De-ticking clothes is best done by throwing everything into a hot dryer for 15 minutes, even before washing. The ticks will dessicate. Washing clothes first does not kill them but drying does. To get the larvae off of you and the dog before they bite, we recommend using sticky duct tape as soon as you notice the ticks latched on. If you don't find them until they're already biting, they may not come off as easily and you may need a fine-pointed tweezer to pluck them off. The good news is that larval Lone stars present little risk for pathogen transmission – they hatch from eggs as pathogen-free ticks. Lone Star ticks don't usually transmit Lyme disease anyway, so a round of antibiotics without a disease diagnosis would seem inappropriate.
BTW, from late July through September, when larval Lone Stars and larval deer ticks are out in force, we always have sticky duct tape ready for just such an encounter.
5. Six days ago we went on a hike in an area with dense brush. When we got home we found ticks everywhere. 1 on me, 1 on one child, 3 on another, and 9 on the dog. We checked everyone very carefully after we found a few on the dog, and felt confident that we found them all. Just now I noticed a tick on the edge of our dog's ear, and then another in between his toes. Those are areas we searched closely so I know they were not there last weekend. Can ticks be living in our home now? We have never had any issue with ticks in our yard or home before. What do I need to do to make sure we are tick free? Maria, Encinitas, California
TERC Answer: We wonder if you tried to use our Tick Identification Chart to find out what type of tick they were (just click on the Pacific region to view your ticks). Based on the time of year and location [June, CA], we are guessing Pacific Coast Tick (Dermacentor occidentalis). If this is the type of tick, they do not "infest" homes but might be able to survive off of a host for several days. Generally, it is just too dry in homes to sustain this type of tick for very long. Also, for next time, take note of TickSmart™ Tip #1. We would give your ticks a good 10 min at high heat in the dryer.
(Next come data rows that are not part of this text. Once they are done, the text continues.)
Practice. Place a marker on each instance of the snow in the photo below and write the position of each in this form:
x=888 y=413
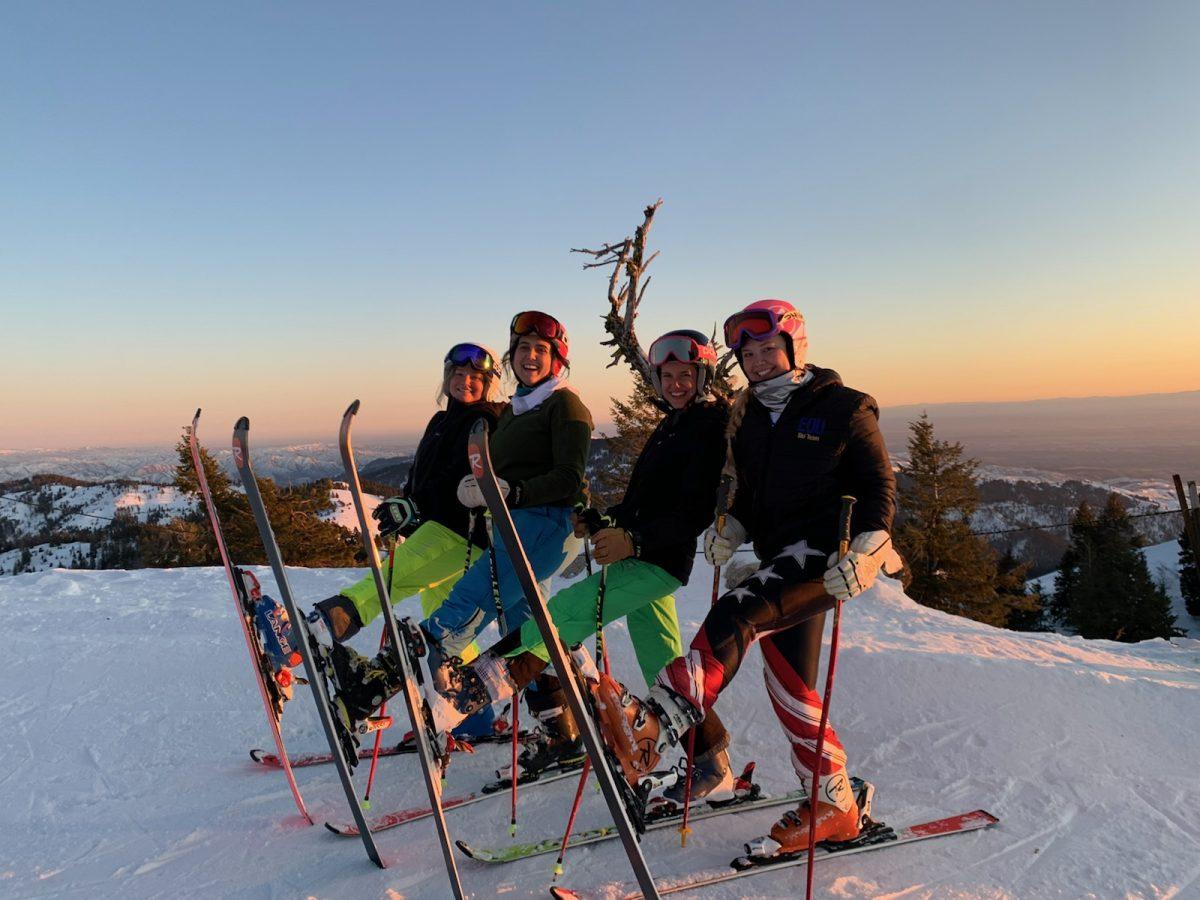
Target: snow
x=129 y=708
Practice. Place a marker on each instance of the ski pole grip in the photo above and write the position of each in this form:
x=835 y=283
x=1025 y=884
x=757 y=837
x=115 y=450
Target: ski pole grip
x=847 y=505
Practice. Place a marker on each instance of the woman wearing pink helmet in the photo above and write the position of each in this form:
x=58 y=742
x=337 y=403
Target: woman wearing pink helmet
x=798 y=441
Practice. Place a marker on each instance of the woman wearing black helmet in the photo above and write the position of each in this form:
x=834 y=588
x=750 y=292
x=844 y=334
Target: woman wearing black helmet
x=799 y=441
x=539 y=449
x=647 y=544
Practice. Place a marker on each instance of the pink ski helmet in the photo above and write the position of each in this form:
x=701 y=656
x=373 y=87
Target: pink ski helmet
x=762 y=319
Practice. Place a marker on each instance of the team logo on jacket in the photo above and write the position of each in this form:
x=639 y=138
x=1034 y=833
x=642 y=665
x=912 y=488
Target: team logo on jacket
x=810 y=427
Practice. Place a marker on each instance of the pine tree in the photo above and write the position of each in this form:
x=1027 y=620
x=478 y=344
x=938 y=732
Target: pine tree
x=952 y=569
x=1104 y=588
x=304 y=538
x=1024 y=606
x=635 y=419
x=1189 y=576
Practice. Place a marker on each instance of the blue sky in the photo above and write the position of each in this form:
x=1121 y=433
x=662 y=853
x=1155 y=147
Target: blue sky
x=275 y=208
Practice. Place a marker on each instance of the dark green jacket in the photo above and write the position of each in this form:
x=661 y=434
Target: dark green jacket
x=543 y=453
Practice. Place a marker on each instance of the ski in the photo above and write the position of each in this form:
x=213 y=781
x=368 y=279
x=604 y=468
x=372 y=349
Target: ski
x=418 y=713
x=875 y=837
x=299 y=761
x=603 y=833
x=307 y=643
x=617 y=795
x=270 y=689
x=390 y=820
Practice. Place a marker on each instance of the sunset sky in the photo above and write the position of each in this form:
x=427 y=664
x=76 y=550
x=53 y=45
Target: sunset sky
x=271 y=209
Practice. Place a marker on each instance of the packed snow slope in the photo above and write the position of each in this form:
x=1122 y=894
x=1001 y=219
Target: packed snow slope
x=129 y=707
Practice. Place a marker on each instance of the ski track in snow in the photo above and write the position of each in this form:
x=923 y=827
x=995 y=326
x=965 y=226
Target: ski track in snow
x=129 y=709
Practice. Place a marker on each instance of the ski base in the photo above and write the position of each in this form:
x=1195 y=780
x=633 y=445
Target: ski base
x=952 y=825
x=603 y=833
x=391 y=820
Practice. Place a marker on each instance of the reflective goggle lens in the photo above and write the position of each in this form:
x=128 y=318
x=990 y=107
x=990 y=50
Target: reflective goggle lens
x=755 y=324
x=469 y=354
x=533 y=322
x=684 y=349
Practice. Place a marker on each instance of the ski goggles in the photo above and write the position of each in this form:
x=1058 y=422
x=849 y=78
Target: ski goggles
x=757 y=325
x=471 y=354
x=538 y=323
x=681 y=348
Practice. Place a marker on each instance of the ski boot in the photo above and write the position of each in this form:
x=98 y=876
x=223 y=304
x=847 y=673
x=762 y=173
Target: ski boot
x=640 y=731
x=712 y=781
x=844 y=809
x=279 y=645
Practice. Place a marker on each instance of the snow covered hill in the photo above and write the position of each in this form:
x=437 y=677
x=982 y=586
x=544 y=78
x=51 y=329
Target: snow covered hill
x=129 y=707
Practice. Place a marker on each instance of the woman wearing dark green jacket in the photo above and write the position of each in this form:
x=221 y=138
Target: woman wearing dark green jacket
x=539 y=449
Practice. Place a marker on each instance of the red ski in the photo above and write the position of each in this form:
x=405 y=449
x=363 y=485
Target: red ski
x=273 y=699
x=875 y=837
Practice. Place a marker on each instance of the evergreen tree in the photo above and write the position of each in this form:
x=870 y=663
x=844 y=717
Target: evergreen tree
x=952 y=569
x=1189 y=576
x=1024 y=606
x=304 y=538
x=635 y=420
x=1104 y=588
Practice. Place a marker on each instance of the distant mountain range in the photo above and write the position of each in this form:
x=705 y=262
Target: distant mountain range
x=1150 y=436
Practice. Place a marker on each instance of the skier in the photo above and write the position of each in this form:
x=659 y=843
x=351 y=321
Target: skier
x=799 y=441
x=438 y=533
x=539 y=447
x=647 y=544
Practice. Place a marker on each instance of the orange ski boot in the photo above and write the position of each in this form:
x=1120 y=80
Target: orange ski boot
x=640 y=731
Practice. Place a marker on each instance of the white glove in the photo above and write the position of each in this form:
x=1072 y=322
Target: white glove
x=472 y=497
x=869 y=552
x=719 y=546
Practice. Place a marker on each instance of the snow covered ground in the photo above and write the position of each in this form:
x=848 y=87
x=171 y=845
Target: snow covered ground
x=129 y=707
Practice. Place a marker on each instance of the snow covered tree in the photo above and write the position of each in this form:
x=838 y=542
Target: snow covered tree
x=1104 y=588
x=1024 y=605
x=634 y=419
x=1189 y=576
x=304 y=538
x=952 y=569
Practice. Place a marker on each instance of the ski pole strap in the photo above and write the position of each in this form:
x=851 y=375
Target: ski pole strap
x=601 y=651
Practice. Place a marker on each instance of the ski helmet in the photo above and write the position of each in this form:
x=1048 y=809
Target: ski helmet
x=479 y=357
x=683 y=346
x=544 y=325
x=762 y=319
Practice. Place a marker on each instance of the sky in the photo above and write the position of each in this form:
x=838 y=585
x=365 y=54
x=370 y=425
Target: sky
x=274 y=208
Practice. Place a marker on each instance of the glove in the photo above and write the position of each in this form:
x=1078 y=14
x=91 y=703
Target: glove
x=469 y=495
x=719 y=546
x=612 y=545
x=588 y=520
x=869 y=552
x=396 y=514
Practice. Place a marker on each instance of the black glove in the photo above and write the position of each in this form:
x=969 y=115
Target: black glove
x=396 y=515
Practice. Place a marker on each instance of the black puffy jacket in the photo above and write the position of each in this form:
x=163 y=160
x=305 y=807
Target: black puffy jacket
x=442 y=462
x=792 y=474
x=672 y=490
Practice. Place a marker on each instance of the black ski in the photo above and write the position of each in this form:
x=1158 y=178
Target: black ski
x=307 y=643
x=418 y=714
x=613 y=793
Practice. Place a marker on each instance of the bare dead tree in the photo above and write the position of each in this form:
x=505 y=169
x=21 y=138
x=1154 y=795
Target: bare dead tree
x=629 y=258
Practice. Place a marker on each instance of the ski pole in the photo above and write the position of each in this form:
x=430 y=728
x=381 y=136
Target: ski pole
x=383 y=707
x=847 y=504
x=570 y=821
6. This morning I was stumped! I had an itch on my head so I scratched it. Low and behold I pulled my hand away with a little critter stuck under my not so long fingernail. I took him out placed it on a paper towel to look at it and to my horror i believe it was a nymph tick but I don't know what kind. Alexis, Sicklerville, NJ
TERC Answer: That's not a tick! Sorry to tell you but that is a head louse. Your picture is great--note the 6 legs (3 per side). Happily, there are very effective head louse treatments available over the counter. We recommend that you talk with your pharmacist but one excellent product is called Nix for lice.
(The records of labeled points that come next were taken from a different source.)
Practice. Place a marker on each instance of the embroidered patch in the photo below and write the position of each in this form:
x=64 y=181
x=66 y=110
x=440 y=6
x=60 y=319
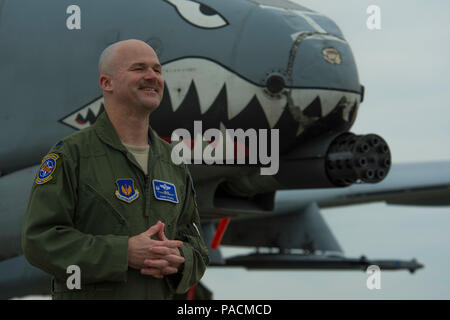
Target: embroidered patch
x=165 y=191
x=47 y=168
x=126 y=190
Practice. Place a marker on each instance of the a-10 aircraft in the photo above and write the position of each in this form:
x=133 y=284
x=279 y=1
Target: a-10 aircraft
x=235 y=64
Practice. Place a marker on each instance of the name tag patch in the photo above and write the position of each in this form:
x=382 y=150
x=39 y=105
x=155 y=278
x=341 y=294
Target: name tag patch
x=165 y=191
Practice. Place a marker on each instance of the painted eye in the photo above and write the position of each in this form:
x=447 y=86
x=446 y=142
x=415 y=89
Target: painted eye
x=198 y=14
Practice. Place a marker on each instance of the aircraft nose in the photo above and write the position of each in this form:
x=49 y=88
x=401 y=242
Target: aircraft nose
x=322 y=60
x=324 y=85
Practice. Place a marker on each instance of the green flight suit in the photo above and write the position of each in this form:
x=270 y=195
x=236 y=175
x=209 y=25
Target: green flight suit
x=75 y=217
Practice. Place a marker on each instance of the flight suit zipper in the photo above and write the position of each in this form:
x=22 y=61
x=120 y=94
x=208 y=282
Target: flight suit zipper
x=147 y=196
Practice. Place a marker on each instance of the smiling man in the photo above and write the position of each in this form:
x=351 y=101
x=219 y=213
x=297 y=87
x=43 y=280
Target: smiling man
x=111 y=201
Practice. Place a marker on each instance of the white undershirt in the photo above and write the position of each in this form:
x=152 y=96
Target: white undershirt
x=141 y=155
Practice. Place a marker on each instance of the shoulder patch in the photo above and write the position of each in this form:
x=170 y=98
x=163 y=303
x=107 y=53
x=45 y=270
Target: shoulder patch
x=47 y=168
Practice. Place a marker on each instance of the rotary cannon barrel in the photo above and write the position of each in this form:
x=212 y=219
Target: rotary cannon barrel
x=352 y=158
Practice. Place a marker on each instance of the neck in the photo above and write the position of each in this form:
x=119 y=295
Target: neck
x=131 y=126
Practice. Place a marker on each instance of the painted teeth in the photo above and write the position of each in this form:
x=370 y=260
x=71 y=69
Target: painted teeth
x=179 y=75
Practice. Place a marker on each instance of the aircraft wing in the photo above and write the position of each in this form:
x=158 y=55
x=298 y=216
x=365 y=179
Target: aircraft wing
x=426 y=183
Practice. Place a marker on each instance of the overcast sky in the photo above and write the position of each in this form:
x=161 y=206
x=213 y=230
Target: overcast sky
x=404 y=68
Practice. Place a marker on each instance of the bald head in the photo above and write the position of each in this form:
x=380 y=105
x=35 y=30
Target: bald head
x=111 y=55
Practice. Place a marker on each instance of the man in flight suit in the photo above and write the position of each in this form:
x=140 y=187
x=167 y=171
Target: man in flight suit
x=109 y=200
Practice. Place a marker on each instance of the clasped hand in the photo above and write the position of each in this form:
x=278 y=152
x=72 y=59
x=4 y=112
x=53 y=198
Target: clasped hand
x=155 y=258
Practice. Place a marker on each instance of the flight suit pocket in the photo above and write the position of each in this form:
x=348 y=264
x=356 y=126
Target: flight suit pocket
x=96 y=215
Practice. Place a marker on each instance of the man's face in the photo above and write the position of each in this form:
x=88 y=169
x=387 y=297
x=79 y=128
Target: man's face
x=138 y=81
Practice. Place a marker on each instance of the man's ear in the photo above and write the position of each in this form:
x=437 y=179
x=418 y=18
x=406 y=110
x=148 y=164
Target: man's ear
x=105 y=82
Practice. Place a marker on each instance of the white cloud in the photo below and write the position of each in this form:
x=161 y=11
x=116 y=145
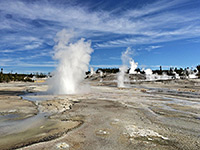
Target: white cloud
x=32 y=25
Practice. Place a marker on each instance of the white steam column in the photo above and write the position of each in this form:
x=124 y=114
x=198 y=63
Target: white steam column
x=73 y=60
x=133 y=67
x=122 y=70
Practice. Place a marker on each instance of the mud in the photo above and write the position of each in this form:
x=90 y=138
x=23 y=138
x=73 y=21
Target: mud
x=145 y=115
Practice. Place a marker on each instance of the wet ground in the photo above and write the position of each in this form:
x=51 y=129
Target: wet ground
x=146 y=115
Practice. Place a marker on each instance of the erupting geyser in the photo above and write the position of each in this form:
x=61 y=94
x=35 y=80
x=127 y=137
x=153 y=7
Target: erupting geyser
x=133 y=67
x=73 y=60
x=122 y=70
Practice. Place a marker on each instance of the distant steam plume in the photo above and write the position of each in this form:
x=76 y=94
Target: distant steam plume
x=122 y=70
x=73 y=60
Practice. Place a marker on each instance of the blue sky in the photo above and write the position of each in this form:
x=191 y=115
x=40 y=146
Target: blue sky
x=159 y=32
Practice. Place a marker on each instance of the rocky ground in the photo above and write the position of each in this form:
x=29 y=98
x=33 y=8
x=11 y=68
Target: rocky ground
x=146 y=115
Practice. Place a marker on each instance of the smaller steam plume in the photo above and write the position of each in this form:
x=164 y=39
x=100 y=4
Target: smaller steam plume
x=121 y=78
x=73 y=60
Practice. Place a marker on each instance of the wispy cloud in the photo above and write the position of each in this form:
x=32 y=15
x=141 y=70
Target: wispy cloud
x=28 y=27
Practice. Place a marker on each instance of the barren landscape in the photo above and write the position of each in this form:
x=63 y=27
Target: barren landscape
x=145 y=115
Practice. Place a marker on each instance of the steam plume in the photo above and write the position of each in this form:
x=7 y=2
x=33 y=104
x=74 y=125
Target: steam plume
x=73 y=60
x=122 y=70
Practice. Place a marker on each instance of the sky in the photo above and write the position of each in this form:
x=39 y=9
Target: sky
x=159 y=32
7. Would you be able to provide an email address or directions on uploading a photo so you can help me identify?
8. How do ticks breathe? Is there a specific body part that involves breathing?
TERC Answer: In ticks, a series of thin-walled tubes called tracheae transport atmospheric oxygen and waste gases between the spiracles on the tick’s outer surface to tracheal end cells and tracheoles, bringing air directly to, but not into, individual cells. The numerous spiracle openings are located within paired spiracular plates, which are either round or elliptically-shaped structures found laterally, just behind the last pair of legs in nymphs and adult ticks. Opening and closing of the spiracles is controlled by muscle movements and hydrostatic pressure of the hemolymph. Most larval ticks don’t have spiracles; in larvae, respiration occurs directly across the tick’s thin cuticular body surface.
Ticks have to balance the need for oxygen with the potential loss of internal body water, or they’ll dessicate. Ticks are able to close their spiracles and can survive for long periods without air exchange. Recently hydrated and freshly engorged ticks are unable to regulate closing of their spiracles and lose water quickly.